# Elton John's world tour



## rubbershoes (Nov 12, 2005)

The little fella is out and about  next year doing all the major venues

Helsinki
Stuttgart
Hamburg
Zurich
Taunton   

That's right he's coming to Taunton for one night only . I was offered a ticket yesterday for £200  . The thought of swaying along to _candle in the wind_ with the crowd holding their pasties aloft was of course tempting but i remembered i was washing my hair that night

what next? U2 on the pier at Burnham?


----------



## Hollis (Nov 12, 2005)

Christ!! Is he playing the Brewhouse.. 

You know.. its almost worth going..


----------



## Idaho (Nov 12, 2005)

Elton John played down the road at Powderham Castle last year.
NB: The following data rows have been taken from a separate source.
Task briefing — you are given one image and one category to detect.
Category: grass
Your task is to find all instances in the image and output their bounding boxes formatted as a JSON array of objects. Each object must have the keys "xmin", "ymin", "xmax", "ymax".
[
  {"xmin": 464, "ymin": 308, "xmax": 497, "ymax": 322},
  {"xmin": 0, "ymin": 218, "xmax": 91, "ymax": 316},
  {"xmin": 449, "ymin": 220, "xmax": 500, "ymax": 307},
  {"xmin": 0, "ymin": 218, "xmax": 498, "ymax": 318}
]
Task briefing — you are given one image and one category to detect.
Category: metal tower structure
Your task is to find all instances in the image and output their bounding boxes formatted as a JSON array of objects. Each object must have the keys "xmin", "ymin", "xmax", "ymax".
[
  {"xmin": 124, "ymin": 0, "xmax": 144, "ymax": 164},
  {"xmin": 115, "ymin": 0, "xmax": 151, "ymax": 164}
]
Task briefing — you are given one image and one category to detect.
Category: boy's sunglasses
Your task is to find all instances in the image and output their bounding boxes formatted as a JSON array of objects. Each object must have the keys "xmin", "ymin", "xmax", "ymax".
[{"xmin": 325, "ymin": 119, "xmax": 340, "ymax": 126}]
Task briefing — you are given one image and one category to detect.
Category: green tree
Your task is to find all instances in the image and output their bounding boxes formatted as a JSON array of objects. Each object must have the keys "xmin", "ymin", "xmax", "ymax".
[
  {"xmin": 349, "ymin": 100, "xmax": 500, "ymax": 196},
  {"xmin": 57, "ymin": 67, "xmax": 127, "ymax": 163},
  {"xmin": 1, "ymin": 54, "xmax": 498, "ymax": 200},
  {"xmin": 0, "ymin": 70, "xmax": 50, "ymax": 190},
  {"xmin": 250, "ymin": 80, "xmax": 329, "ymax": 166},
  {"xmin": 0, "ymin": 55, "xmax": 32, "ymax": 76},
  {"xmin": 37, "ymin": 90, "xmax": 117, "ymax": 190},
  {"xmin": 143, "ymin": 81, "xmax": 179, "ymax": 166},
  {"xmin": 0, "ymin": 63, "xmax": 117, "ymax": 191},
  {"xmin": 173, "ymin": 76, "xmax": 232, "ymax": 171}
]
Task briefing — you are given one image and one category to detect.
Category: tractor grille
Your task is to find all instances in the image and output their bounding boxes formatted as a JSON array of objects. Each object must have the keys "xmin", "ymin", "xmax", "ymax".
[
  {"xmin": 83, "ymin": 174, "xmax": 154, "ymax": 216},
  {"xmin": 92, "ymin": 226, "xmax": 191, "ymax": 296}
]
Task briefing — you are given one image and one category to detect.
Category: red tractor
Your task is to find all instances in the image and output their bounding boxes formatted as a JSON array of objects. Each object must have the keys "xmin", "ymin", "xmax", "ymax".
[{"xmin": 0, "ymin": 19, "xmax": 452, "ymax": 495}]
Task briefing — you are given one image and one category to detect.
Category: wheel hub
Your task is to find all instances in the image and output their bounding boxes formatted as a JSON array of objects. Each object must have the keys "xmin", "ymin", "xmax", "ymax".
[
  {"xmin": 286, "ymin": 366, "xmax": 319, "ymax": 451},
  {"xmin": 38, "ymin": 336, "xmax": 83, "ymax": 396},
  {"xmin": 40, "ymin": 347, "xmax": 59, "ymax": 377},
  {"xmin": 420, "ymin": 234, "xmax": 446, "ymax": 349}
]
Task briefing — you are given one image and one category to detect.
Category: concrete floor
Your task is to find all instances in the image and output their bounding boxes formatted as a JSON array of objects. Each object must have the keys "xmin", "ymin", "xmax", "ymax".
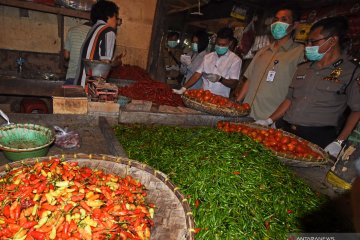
[{"xmin": 0, "ymin": 114, "xmax": 127, "ymax": 165}]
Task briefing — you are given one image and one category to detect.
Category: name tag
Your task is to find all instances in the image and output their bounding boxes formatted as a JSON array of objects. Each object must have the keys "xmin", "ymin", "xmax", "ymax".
[
  {"xmin": 266, "ymin": 70, "xmax": 276, "ymax": 82},
  {"xmin": 296, "ymin": 75, "xmax": 306, "ymax": 79}
]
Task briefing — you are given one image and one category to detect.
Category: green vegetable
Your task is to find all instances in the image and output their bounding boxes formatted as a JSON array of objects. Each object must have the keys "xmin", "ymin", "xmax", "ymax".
[{"xmin": 115, "ymin": 125, "xmax": 326, "ymax": 239}]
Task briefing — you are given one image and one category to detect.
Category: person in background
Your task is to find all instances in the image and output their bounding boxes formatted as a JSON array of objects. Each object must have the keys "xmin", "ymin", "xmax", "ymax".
[
  {"xmin": 173, "ymin": 27, "xmax": 241, "ymax": 98},
  {"xmin": 180, "ymin": 30, "xmax": 209, "ymax": 89},
  {"xmin": 229, "ymin": 36, "xmax": 238, "ymax": 52},
  {"xmin": 74, "ymin": 0, "xmax": 120, "ymax": 87},
  {"xmin": 63, "ymin": 21, "xmax": 92, "ymax": 85},
  {"xmin": 164, "ymin": 31, "xmax": 182, "ymax": 83},
  {"xmin": 235, "ymin": 6, "xmax": 304, "ymax": 120},
  {"xmin": 256, "ymin": 16, "xmax": 360, "ymax": 157}
]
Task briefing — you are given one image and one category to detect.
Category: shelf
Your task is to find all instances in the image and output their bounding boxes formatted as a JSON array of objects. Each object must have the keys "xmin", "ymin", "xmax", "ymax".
[{"xmin": 0, "ymin": 0, "xmax": 90, "ymax": 19}]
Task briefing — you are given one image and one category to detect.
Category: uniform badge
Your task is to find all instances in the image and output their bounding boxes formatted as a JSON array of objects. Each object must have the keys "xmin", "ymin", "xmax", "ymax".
[{"xmin": 323, "ymin": 67, "xmax": 342, "ymax": 83}]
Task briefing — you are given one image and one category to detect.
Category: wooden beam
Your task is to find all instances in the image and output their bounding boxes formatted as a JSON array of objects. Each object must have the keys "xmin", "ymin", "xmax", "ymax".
[
  {"xmin": 167, "ymin": 0, "xmax": 208, "ymax": 15},
  {"xmin": 0, "ymin": 0, "xmax": 90, "ymax": 19}
]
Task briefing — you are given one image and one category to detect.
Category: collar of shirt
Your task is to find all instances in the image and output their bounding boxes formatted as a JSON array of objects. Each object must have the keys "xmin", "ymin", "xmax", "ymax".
[
  {"xmin": 309, "ymin": 53, "xmax": 345, "ymax": 71},
  {"xmin": 267, "ymin": 38, "xmax": 296, "ymax": 53},
  {"xmin": 96, "ymin": 20, "xmax": 107, "ymax": 25}
]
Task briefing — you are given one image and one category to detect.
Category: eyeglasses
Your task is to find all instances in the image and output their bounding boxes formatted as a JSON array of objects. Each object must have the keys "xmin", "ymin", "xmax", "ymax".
[
  {"xmin": 117, "ymin": 18, "xmax": 122, "ymax": 26},
  {"xmin": 306, "ymin": 36, "xmax": 331, "ymax": 45}
]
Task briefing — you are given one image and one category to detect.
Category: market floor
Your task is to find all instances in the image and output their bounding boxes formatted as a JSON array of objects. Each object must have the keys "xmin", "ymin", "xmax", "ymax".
[{"xmin": 289, "ymin": 165, "xmax": 355, "ymax": 233}]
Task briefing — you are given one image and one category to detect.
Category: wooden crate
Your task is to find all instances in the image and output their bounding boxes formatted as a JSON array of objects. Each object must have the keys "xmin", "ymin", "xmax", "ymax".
[
  {"xmin": 88, "ymin": 101, "xmax": 120, "ymax": 113},
  {"xmin": 53, "ymin": 97, "xmax": 88, "ymax": 114}
]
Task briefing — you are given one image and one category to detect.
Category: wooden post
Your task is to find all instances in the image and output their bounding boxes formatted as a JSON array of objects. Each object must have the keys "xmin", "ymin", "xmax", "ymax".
[
  {"xmin": 147, "ymin": 0, "xmax": 166, "ymax": 81},
  {"xmin": 57, "ymin": 14, "xmax": 65, "ymax": 70}
]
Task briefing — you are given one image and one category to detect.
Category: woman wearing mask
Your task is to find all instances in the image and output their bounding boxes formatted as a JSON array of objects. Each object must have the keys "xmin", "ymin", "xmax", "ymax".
[{"xmin": 181, "ymin": 30, "xmax": 209, "ymax": 89}]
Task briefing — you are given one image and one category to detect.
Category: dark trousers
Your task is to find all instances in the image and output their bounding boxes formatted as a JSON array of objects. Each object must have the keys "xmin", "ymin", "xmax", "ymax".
[{"xmin": 275, "ymin": 118, "xmax": 338, "ymax": 148}]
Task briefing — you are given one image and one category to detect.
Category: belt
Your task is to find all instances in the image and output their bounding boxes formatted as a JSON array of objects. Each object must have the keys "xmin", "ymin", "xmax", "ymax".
[{"xmin": 284, "ymin": 121, "xmax": 334, "ymax": 131}]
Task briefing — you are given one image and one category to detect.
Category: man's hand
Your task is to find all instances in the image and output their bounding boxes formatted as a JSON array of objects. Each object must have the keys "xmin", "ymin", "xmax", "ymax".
[
  {"xmin": 254, "ymin": 118, "xmax": 273, "ymax": 126},
  {"xmin": 180, "ymin": 54, "xmax": 192, "ymax": 66},
  {"xmin": 204, "ymin": 73, "xmax": 221, "ymax": 83},
  {"xmin": 172, "ymin": 87, "xmax": 187, "ymax": 95},
  {"xmin": 324, "ymin": 141, "xmax": 343, "ymax": 158}
]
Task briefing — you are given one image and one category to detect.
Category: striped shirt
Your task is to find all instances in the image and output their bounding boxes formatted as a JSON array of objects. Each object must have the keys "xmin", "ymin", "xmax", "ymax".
[
  {"xmin": 74, "ymin": 20, "xmax": 116, "ymax": 86},
  {"xmin": 64, "ymin": 24, "xmax": 91, "ymax": 80}
]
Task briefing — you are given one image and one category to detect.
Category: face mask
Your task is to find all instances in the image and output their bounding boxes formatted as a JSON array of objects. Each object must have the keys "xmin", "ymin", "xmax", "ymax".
[
  {"xmin": 215, "ymin": 45, "xmax": 228, "ymax": 55},
  {"xmin": 192, "ymin": 43, "xmax": 198, "ymax": 52},
  {"xmin": 305, "ymin": 38, "xmax": 331, "ymax": 61},
  {"xmin": 270, "ymin": 21, "xmax": 290, "ymax": 40},
  {"xmin": 167, "ymin": 41, "xmax": 178, "ymax": 48}
]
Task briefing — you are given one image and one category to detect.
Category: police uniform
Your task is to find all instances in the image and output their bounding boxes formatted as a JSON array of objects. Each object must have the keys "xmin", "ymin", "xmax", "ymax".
[{"xmin": 276, "ymin": 55, "xmax": 360, "ymax": 148}]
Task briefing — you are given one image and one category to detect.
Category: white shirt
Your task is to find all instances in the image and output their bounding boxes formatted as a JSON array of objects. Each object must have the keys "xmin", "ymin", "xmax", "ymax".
[{"xmin": 196, "ymin": 51, "xmax": 241, "ymax": 97}]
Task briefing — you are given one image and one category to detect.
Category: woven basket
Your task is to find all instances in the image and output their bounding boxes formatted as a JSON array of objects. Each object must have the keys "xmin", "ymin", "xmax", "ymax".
[
  {"xmin": 0, "ymin": 123, "xmax": 55, "ymax": 161},
  {"xmin": 182, "ymin": 95, "xmax": 250, "ymax": 117},
  {"xmin": 0, "ymin": 154, "xmax": 195, "ymax": 240},
  {"xmin": 227, "ymin": 122, "xmax": 332, "ymax": 167}
]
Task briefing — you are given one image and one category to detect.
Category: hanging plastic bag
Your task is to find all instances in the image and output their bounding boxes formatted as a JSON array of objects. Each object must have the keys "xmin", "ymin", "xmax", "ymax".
[{"xmin": 54, "ymin": 126, "xmax": 81, "ymax": 149}]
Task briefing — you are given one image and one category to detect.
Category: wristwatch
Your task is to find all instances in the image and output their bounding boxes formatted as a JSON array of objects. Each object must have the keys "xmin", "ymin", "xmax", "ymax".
[{"xmin": 336, "ymin": 139, "xmax": 344, "ymax": 146}]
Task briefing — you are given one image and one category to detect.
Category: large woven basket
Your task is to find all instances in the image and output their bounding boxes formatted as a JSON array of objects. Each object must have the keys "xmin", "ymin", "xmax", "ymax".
[
  {"xmin": 227, "ymin": 122, "xmax": 332, "ymax": 167},
  {"xmin": 0, "ymin": 154, "xmax": 195, "ymax": 240},
  {"xmin": 0, "ymin": 123, "xmax": 55, "ymax": 161},
  {"xmin": 182, "ymin": 95, "xmax": 250, "ymax": 117}
]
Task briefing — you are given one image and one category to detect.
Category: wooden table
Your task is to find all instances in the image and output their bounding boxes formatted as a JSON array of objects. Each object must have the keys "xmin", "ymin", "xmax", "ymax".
[{"xmin": 0, "ymin": 77, "xmax": 86, "ymax": 98}]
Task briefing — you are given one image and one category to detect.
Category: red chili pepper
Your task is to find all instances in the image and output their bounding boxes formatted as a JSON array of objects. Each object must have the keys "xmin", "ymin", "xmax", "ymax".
[
  {"xmin": 233, "ymin": 171, "xmax": 240, "ymax": 175},
  {"xmin": 63, "ymin": 221, "xmax": 70, "ymax": 236},
  {"xmin": 3, "ymin": 205, "xmax": 10, "ymax": 218},
  {"xmin": 194, "ymin": 228, "xmax": 202, "ymax": 234},
  {"xmin": 71, "ymin": 194, "xmax": 85, "ymax": 202},
  {"xmin": 23, "ymin": 220, "xmax": 38, "ymax": 229},
  {"xmin": 7, "ymin": 223, "xmax": 21, "ymax": 233},
  {"xmin": 64, "ymin": 203, "xmax": 73, "ymax": 212},
  {"xmin": 287, "ymin": 209, "xmax": 293, "ymax": 214},
  {"xmin": 29, "ymin": 230, "xmax": 46, "ymax": 240},
  {"xmin": 41, "ymin": 203, "xmax": 58, "ymax": 211},
  {"xmin": 79, "ymin": 201, "xmax": 92, "ymax": 213},
  {"xmin": 195, "ymin": 199, "xmax": 200, "ymax": 208}
]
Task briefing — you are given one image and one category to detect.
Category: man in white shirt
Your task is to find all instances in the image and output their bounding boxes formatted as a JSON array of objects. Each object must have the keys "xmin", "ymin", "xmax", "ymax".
[{"xmin": 173, "ymin": 27, "xmax": 242, "ymax": 98}]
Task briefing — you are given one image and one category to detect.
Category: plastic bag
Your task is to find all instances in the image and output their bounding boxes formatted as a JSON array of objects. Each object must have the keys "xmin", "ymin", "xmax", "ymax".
[{"xmin": 54, "ymin": 126, "xmax": 81, "ymax": 149}]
Perhaps he has a thing for a decent cream tea.


----------



## Hollis (Nov 12, 2005)

Hmm.. it appears he's doing a tour of cricket grounds.


----------



## The Lone Runner (Nov 12, 2005)

Didn't he play at Bristol City football ground last year (maybe the year before?) I recall going to a BBQ at J77's house and sitting out in the garden listening    We also did this when Rob Stewart played  

(and bryan adams     )


----------



## exleper (Nov 12, 2005)

Yeah, he's coming to Canterbury next year.


----------



## WasGeri (Nov 12, 2005)

Well, good on him. He puts on a pretty good show for the money. 



So I'm told, anyway...


----------



## Idaho (Nov 13, 2005)

Geri said:
			
		

> Well, good on him. He puts on a pretty good show for the money.
> 
> 
> 
> So I'm told, anyway...



Heheheh - I'll give him some credit for slagging off Maddonna and her lip synch tours.


----------